Rasulullah saw. bersabda: “Sesungguhnya Allah memerintahkan Yahya bin Zakariya dengan lima kalimat untuk melaksanakannya dan memerintahkan Bani Isra’il supaya mereka mengerjakannya.” Lalu Nabi saw. bersabda: “Saya perintahkan kepada kalian dengan lima hal yang Allah memerintahkanku dengannya, yaitu untuk mendengar, taat, jihad, hijrah, dan berjama’ah. Karena orang yang menyelisihi jama’ah sejengkal saja, maka dia telah melepas tali Islam dari punggungnya, kecuali bila ia kembai.” (HR Ahmad [16178] dan Tirmidzi [2863]).

Berkata Ibnu Umar r.a., Umar telah berkhutbah seraya berkata, “Wahai manusia, saya beridiri di depan kalian adalah mewakili Rasulullah saw., beliau bersabda: ‘Saya wasiatkan kalian dengan para sahabatku, kemudian orang-orang setelah mereka, dan kemudian orang-orang setelah mereka. Sungguh, setelah mereka akan muncul berbagai kedustaan, hingga ada seorang lelaki yang berjanji tapi tidak menepati janjinya. Ada orang yang menjadi saksi tapi kesaksiannya tidak dapat dijadikan sebagai saksi. Dan, tidaklah seorang lelaki berkhalwat dengan seorang wanita kecuali ketiganya adalah syaitan. Hendaknya kalian berjama’ah dan jangan berpecah-belah. Karena syaitan bersama orang yang sendirian, dan syaitan lebih jauh dari orang yang berdua. Barang siapa yang menginginkan baunya surga, maka hendaklah ia melazimi jama’ah’.” (HR Tirmidzi [2165] dan Ahmad [115]).

4. Sejarah Para Sahabat Nabi


Perbedaan pendapat sering kali terjadi di kalangan para sahabat, tapi hati dan jiwa mereka tetap bersih.

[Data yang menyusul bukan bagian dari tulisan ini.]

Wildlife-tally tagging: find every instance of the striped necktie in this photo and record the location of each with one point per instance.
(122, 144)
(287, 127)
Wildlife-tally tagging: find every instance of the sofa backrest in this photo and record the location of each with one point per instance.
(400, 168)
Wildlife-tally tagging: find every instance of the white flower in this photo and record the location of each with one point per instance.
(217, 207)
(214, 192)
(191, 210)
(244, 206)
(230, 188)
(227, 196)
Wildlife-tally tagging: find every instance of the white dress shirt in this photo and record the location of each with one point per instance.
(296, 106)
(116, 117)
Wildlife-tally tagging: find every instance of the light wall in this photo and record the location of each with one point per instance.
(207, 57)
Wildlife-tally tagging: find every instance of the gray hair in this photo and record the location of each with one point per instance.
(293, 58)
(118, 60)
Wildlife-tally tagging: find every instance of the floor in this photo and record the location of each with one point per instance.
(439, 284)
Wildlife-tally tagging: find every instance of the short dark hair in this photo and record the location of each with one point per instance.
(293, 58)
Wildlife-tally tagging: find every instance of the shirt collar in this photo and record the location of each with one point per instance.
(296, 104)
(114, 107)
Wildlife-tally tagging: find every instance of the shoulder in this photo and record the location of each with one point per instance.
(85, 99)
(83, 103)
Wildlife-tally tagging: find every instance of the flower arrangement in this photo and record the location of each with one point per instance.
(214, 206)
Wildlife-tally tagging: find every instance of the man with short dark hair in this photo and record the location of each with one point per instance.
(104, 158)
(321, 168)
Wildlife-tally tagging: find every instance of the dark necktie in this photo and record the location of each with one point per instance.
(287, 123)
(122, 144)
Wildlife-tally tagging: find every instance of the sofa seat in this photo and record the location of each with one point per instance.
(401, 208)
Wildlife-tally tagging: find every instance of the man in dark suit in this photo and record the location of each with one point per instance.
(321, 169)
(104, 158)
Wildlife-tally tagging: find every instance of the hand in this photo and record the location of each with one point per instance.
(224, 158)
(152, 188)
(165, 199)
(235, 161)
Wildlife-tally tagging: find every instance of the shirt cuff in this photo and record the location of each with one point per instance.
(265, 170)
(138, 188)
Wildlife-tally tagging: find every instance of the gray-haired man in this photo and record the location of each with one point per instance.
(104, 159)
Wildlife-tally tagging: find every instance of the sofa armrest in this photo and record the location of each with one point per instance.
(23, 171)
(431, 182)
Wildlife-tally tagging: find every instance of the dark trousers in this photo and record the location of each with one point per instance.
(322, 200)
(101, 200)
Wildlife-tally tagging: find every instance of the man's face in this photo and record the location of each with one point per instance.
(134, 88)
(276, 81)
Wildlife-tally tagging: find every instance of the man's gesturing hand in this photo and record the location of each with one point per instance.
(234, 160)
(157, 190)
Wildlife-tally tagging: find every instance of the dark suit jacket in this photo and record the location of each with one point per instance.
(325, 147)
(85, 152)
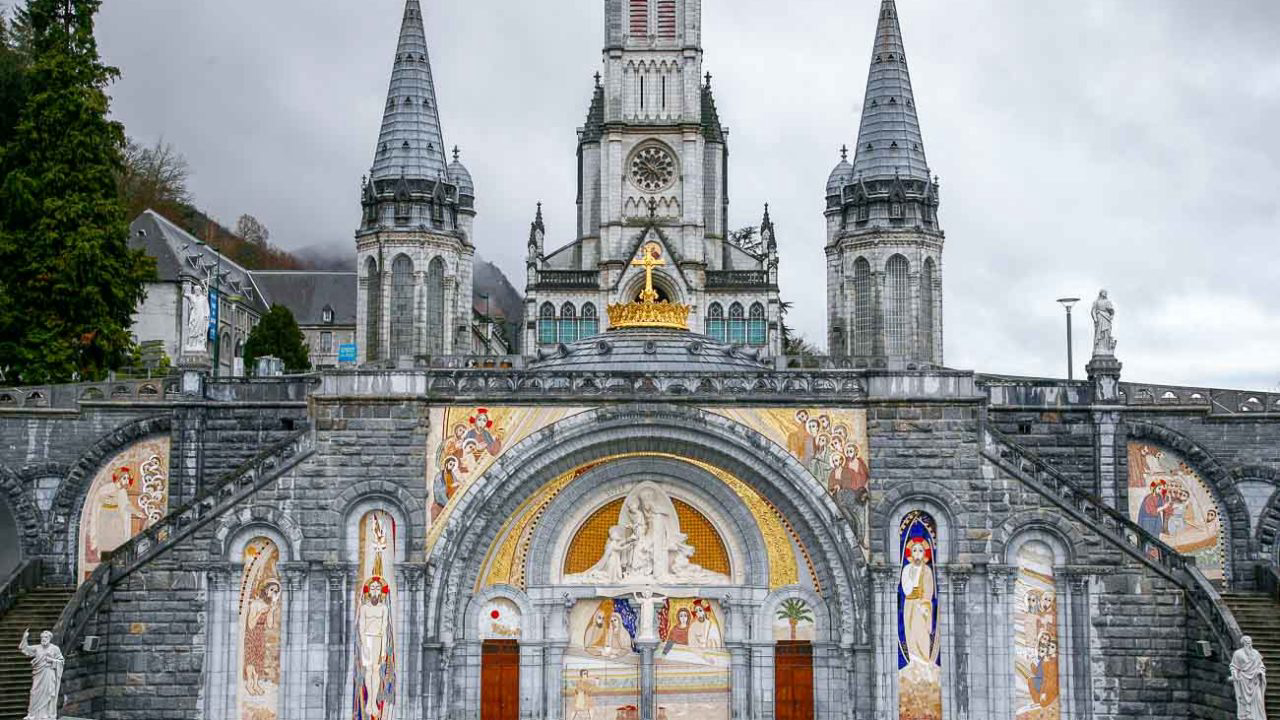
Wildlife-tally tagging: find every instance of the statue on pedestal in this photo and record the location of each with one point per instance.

Di dalam kitab Fathul Bari, Ibnu Hajar pernah mengutip penjelasan Al-Qurtubi, orang yang memperhatikan dan mengkaji perselisihan yang terjadi antara Abu Bakar r.a. dan Ali r.a. dengan adil, maka dia akan mengetahui bahwa mereka saling mengakui keutamaannya masing-masing, dan hati mereka tetap terbangun untuk saling menghormati dan mencintai.

Dari Hisyam bin ‘Urwah, dari ayahnya berkata, saya pernah mencela Hasan r.a. di depan ‘Aisyah r.a., maka dia berkata, “Jangan kamu mencelanya, karena dia telah mendapatkan bau harum dari Rasulullah saw.” (HR Bukhari [6150]).

Begitu juga dengan Ibnu Abbas r.a., ia pernah memuji Ibnu Zubeir di tengah perselisihan yang terjadi di antara mereka berdua. Ibnu Mulaikah berkata, “Di antara mereka berdua pernah terjadi perselisihan sehingga saya mendatangi Ibnu Abbas dan berkata, ‘Apakah engkau ingin membunuh Ibnu Zubeir dengan melanggar aturan Allah?’ Maka Ibnu Abbas berkata, ‘Saya berlindung kepada Allah, sesungguhnya Allah telah menetapkan bagi Ibnu Zubeir dan Bani Umayah untuk berselisih. Dan saya, demi Allah, tidak akan ikut campur.’ Ada orang yang berkata kepadanya, ‘Orang-orang telah membai’at Ibnu Zubeir.’ Lalu beliau berkata, ‘Apakah perkara itu salah? Bukankah ayahnya adalah seorang hawari (pendamping Nabi saw., yang dimaksud adalah Zubeir), sedangkan kakeknya adalah sahabat Rasulullah saw. ketika di Gua Hira? Abu Bakar, ibunya adalah Asma’, bibinya adalah umul mukminin ‘Aisyah; bibinya juga adalah istri Nabi saw., Khadijah; neneknya adalah bibi Nabi saw., Shafiyah; Abdullah bin Zubeir adalah seorang yang baik dalam keislamannya dan pembaca Al-Qur’an’.”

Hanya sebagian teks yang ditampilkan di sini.